THE VISION AND THE VALLEY
By Hugh Farquhar
The Lectionary Gospel Reading for next Sunday is Mark 9:2-9.
I make a point of teaching my students at Atlantic School of Theology always to consider the context of a passage of Scripture. It’s important to note what happened just before and just after because either may be significant for an authentic understanding of the text. That is the case with this passage. What follows is germane to its interpretation.
So, Jesus took three of his disciples “up a high mountain, apart by themselves. And he was transfigured before them, and his clothes became dazzling white.” What exactly happened, we can never know. What we do know is that it was a spiritual mountain-top experience for the disciples.
Peter wanted it to last. “Let’s pitch some tents,” he said to the others. “Let’s hang on to this spiritual high. Let’s stay here.”
We can understand that.
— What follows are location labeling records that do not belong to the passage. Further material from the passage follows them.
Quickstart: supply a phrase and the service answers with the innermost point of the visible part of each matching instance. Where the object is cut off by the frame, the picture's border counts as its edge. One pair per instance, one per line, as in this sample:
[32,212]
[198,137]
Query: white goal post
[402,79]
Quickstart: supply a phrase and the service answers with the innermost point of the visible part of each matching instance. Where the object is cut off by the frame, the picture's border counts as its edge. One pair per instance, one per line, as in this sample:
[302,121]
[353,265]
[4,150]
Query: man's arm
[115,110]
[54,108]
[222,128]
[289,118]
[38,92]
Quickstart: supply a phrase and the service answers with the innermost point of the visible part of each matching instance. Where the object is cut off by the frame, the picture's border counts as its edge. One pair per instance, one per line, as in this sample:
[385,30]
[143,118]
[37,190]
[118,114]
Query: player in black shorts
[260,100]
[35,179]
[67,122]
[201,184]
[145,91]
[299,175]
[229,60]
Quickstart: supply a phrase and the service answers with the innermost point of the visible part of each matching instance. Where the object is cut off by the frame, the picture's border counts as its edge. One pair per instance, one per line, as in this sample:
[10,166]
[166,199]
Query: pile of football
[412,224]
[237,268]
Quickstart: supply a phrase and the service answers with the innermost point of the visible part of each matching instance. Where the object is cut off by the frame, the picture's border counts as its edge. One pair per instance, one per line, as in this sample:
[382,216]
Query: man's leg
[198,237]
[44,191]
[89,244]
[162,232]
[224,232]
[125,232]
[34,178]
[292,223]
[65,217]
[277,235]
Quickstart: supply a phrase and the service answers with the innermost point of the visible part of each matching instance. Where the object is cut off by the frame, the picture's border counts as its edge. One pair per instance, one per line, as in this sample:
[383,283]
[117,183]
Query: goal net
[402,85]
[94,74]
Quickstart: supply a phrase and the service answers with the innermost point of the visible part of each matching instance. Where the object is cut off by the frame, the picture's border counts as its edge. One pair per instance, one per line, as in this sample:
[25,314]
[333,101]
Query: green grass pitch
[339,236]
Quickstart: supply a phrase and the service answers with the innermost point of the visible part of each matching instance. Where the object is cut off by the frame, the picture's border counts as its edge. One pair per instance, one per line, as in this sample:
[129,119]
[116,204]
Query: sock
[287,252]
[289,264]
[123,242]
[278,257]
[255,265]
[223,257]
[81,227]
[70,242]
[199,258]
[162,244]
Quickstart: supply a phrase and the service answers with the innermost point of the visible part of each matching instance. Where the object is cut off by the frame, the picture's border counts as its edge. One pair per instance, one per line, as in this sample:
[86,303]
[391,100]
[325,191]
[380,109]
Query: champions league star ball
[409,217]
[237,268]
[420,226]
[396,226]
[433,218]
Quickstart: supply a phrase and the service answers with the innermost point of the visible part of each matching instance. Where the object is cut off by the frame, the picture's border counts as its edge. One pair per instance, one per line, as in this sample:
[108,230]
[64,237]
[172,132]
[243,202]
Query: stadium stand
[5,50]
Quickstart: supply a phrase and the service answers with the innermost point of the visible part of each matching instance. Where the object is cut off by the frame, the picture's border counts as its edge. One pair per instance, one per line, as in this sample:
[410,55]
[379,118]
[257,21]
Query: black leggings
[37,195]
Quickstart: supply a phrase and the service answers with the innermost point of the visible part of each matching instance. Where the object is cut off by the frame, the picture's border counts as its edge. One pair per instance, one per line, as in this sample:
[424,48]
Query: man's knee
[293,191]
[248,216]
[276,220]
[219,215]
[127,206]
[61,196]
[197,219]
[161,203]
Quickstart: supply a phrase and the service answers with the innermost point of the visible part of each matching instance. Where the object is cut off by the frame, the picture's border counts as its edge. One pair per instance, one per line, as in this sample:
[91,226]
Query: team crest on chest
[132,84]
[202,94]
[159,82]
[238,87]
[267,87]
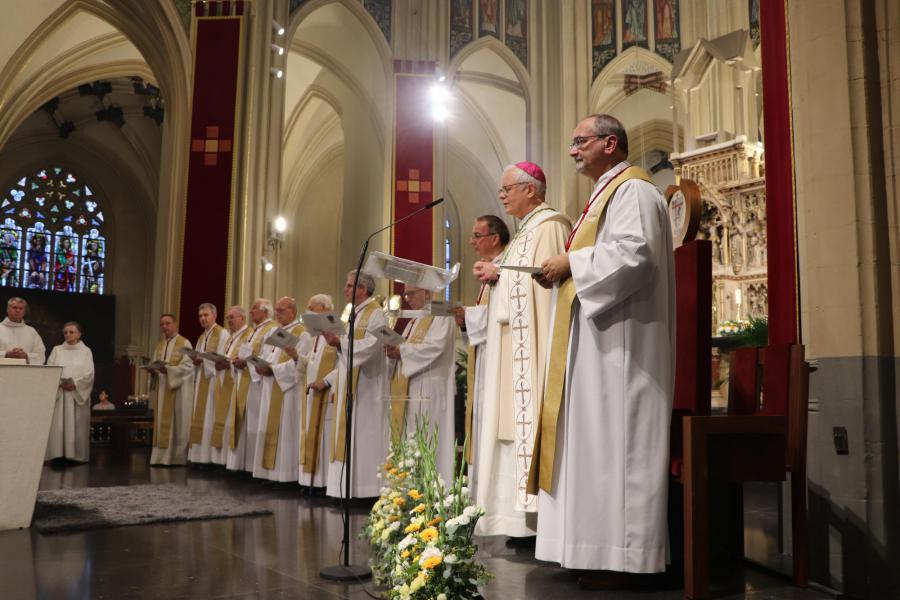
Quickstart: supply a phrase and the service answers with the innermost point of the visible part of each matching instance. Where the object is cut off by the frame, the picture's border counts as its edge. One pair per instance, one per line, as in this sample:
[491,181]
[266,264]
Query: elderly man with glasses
[489,238]
[518,327]
[603,450]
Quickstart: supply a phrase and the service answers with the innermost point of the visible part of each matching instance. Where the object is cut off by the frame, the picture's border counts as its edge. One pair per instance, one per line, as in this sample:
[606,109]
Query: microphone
[428,206]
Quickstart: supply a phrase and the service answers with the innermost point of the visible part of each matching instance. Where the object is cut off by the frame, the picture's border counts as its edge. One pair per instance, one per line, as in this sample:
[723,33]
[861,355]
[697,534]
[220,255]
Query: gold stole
[240,395]
[276,403]
[400,384]
[544,453]
[483,299]
[203,387]
[162,433]
[224,392]
[311,436]
[339,427]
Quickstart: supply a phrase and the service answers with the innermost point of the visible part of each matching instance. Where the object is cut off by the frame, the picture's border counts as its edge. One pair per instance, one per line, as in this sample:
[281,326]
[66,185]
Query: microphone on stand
[345,571]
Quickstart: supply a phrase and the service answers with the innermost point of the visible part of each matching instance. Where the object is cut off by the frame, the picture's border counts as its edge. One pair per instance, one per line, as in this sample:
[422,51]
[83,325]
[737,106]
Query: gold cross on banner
[211,146]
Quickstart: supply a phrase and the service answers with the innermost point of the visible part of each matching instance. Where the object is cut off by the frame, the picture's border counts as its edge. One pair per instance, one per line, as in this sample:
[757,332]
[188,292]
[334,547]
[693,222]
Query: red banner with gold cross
[413,159]
[211,166]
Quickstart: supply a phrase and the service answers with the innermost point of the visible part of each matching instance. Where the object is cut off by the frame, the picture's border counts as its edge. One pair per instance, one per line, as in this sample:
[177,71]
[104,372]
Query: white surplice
[289,379]
[608,505]
[204,452]
[370,427]
[476,336]
[241,457]
[20,335]
[180,379]
[431,369]
[319,477]
[519,330]
[70,430]
[232,346]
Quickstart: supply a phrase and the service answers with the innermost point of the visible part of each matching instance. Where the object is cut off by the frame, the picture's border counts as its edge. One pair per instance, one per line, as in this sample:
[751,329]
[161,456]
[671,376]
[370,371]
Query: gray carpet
[92,508]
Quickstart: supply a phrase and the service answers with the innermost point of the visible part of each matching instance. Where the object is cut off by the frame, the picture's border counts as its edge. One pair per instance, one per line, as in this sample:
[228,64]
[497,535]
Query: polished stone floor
[272,557]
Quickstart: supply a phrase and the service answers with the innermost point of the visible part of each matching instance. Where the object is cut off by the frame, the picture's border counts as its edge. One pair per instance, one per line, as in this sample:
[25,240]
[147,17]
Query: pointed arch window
[52,234]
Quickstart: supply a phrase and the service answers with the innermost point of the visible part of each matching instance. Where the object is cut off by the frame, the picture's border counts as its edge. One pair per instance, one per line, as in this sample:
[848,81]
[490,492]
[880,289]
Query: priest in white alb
[316,414]
[225,427]
[173,395]
[603,455]
[213,340]
[18,340]
[518,330]
[70,430]
[489,238]
[248,385]
[277,455]
[423,379]
[369,427]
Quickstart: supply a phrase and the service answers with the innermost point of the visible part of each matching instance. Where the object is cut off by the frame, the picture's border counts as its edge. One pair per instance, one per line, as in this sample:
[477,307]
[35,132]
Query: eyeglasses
[504,190]
[580,141]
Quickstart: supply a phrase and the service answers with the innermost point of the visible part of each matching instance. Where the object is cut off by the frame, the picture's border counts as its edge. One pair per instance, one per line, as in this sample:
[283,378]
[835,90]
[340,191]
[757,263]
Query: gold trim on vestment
[276,405]
[339,427]
[203,387]
[163,432]
[544,453]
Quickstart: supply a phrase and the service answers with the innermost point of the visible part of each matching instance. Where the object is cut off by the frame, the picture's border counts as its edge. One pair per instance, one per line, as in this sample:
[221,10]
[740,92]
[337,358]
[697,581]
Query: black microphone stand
[345,571]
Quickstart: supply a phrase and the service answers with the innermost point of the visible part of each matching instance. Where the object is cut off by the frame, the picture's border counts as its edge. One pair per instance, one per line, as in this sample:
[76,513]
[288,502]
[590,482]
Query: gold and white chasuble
[604,437]
[518,330]
[172,403]
[206,398]
[277,454]
[248,385]
[229,416]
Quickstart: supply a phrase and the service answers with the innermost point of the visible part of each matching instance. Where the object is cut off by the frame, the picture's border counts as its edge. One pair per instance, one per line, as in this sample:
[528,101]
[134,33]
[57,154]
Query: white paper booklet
[388,336]
[319,323]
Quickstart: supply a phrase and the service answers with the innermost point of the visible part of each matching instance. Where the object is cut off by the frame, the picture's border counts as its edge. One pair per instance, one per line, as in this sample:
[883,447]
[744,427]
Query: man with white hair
[248,385]
[213,339]
[277,456]
[423,380]
[18,340]
[369,427]
[316,416]
[519,333]
[224,431]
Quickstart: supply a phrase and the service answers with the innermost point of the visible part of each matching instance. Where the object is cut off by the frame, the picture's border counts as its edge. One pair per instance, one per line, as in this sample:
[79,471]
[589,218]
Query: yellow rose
[428,535]
[412,527]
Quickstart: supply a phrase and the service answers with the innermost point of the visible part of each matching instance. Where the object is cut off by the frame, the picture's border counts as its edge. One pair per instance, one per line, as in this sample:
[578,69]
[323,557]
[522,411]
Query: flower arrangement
[421,531]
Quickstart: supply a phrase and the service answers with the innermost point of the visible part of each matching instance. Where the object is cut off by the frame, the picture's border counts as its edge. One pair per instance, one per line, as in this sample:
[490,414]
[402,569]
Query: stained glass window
[52,234]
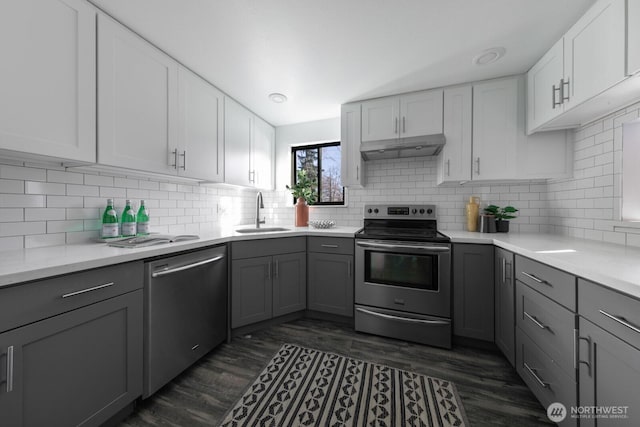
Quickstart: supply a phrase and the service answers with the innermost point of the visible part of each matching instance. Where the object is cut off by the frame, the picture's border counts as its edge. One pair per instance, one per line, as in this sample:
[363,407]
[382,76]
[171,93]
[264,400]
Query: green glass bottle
[128,226]
[110,221]
[142,219]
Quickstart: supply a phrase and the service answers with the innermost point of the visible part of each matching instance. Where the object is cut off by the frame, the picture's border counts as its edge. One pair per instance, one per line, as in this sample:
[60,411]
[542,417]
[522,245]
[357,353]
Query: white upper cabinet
[544,88]
[633,37]
[582,76]
[352,165]
[137,102]
[406,116]
[595,51]
[201,128]
[454,161]
[238,133]
[262,154]
[249,148]
[47,79]
[495,130]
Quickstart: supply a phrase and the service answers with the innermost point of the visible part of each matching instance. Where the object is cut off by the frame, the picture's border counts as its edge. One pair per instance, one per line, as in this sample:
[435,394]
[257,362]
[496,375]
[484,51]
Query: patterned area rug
[304,387]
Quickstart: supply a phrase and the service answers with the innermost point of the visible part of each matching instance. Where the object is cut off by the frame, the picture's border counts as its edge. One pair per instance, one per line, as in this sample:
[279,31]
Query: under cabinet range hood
[429,145]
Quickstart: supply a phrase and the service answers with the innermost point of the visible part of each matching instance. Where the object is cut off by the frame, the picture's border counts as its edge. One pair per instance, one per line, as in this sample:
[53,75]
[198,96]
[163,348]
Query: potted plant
[502,215]
[304,192]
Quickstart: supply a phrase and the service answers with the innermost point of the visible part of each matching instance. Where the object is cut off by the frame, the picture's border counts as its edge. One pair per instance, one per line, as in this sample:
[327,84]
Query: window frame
[294,169]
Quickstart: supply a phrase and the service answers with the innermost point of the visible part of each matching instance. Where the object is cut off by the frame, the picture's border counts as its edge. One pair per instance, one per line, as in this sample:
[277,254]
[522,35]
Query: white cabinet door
[137,102]
[543,88]
[594,51]
[495,130]
[262,154]
[421,113]
[380,119]
[454,161]
[47,78]
[201,132]
[352,165]
[238,133]
[633,37]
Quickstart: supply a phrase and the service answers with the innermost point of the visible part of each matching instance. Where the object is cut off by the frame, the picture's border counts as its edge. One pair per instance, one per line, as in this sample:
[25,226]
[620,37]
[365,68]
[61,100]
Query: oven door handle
[400,246]
[402,319]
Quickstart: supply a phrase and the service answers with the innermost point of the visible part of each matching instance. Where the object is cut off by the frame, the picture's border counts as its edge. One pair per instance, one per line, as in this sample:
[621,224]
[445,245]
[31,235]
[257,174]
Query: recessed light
[489,56]
[278,98]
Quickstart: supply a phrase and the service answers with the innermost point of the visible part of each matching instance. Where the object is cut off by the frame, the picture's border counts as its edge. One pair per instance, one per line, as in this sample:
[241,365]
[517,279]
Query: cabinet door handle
[84,291]
[620,320]
[564,98]
[175,158]
[537,378]
[555,89]
[184,160]
[186,267]
[534,320]
[9,369]
[535,279]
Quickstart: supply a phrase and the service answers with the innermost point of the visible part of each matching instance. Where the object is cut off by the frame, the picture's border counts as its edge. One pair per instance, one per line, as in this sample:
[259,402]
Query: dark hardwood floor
[491,391]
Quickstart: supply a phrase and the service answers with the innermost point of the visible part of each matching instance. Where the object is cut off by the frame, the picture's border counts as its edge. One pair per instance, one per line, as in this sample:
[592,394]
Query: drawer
[30,302]
[556,284]
[612,311]
[543,377]
[266,247]
[330,245]
[549,325]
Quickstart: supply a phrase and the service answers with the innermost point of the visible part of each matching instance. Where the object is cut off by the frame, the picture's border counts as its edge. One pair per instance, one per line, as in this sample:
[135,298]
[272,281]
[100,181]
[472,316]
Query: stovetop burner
[401,222]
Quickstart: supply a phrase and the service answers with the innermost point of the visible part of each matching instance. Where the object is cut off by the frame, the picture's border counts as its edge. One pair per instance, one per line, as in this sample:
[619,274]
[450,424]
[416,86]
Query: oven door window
[401,269]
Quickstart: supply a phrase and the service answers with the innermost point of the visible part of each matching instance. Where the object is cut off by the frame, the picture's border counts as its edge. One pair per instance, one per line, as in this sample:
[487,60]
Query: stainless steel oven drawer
[428,330]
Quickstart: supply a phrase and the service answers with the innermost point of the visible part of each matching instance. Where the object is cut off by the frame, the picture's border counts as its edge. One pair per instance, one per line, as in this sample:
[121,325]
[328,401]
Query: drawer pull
[537,378]
[535,279]
[84,291]
[534,320]
[620,320]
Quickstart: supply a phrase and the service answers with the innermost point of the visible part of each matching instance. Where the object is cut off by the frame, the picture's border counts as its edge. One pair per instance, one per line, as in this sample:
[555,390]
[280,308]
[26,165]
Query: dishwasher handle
[186,267]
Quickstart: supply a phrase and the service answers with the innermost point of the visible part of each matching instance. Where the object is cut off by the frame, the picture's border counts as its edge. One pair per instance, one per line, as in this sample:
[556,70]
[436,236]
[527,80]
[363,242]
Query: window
[322,163]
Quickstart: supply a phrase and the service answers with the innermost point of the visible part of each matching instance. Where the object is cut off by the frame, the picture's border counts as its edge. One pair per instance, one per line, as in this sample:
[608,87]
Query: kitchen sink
[261,230]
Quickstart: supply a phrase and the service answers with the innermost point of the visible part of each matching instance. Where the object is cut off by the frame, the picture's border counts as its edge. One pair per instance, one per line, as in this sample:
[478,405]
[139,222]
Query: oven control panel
[400,211]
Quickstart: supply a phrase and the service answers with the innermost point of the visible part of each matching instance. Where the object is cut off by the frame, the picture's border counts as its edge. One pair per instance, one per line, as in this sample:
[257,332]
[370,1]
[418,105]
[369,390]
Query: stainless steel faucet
[259,204]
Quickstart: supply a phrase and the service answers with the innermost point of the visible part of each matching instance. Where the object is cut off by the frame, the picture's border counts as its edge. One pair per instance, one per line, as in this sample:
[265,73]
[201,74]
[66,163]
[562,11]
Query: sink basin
[261,230]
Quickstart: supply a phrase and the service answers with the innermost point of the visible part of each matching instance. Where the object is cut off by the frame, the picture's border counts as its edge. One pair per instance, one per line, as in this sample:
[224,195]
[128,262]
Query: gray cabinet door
[251,291]
[80,367]
[473,291]
[289,283]
[330,283]
[609,375]
[504,304]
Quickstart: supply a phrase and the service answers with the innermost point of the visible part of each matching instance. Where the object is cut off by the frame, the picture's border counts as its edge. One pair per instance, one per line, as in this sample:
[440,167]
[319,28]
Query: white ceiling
[324,53]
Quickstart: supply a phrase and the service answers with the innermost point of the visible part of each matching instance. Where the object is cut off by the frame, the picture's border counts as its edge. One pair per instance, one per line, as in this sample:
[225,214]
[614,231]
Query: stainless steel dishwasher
[185,312]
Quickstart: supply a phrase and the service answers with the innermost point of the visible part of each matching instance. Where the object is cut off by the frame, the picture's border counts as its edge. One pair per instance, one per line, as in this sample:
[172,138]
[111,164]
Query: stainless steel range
[403,277]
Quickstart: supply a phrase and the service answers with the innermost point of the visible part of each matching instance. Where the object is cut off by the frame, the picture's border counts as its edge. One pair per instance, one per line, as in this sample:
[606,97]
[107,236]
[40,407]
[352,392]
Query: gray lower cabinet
[473,293]
[77,368]
[504,292]
[268,279]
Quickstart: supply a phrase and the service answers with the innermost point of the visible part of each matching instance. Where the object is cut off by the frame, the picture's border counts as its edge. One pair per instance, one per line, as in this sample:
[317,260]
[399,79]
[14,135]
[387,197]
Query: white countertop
[615,266]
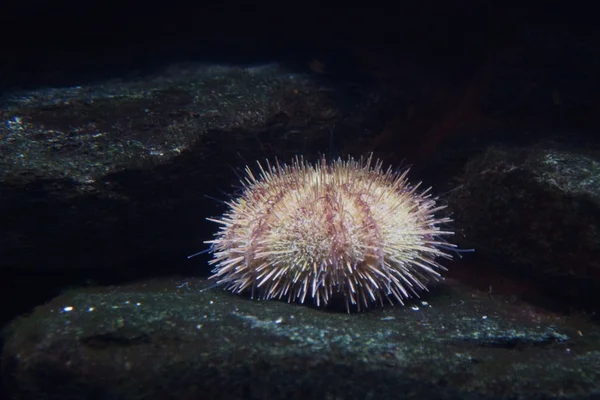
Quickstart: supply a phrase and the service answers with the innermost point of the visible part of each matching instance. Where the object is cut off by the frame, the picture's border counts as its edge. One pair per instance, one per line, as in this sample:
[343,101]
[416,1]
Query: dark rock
[535,211]
[91,171]
[182,340]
Who wouldn’t want to freeze those grand moments when we’re “lost in wonder, love, and praise” to quote a traditional hymn. lyric. This is the reason one of the most popular hymns of all time talks about “He walks with me and he talks with me and he tells me I am his own.” We cherish those moments of personal relationship with God.
But we can never stay there. The disciples soon had to go down the mountain and were immediately confronted by a distraught parent, pleading on behalf of his suffering son. The mountaintop experience was inspiring – it was personal and reassuring – but it was no ivory tower where they could linger long and escape the realities of ordinary life and the needs of hurting people.
A fine theologian and teacher, Georgia Harkness, asserts this in a poem entitled “Transfiguration.”
“Transfigured on a mount, the Master stood,
His raiment white and dazzling to the sight.
In radiance divine. It would be good
To stay and dwell forever in that light,
He knew that in the vale below a sick boy lay,
And troubled folk they might bring healing to.”
Being Christian means savouring a personal relationship with God and relishing the joys that faith affords. We have those mountaintop moments when we see into mystery and sense God’s nearness. But that can never be all there is to it. Jesus always takes us down the mountain, to the valley below, and troubled folk we might bring healing to.
We are not invited to stay on the mountain top, agog at God, and shielded from the world’s pain. We are invited to follow Jesus down off the mountain, to be lovers and healers in the valley of the world’s pain and sorrow.
Writes Robert McAfee Brown in his book, Reclaiming the Bible, “The vision and the valley cannot be separated, any more than spirituality and justice can be separated . . . and our struggle now is connecting the wonder of the spiritual experience to the very down-to-earth realities of our daily life.”
As we enter the reflective Season of Lent this week, it would be appropriate for us to be considering where and how we might be making that connection.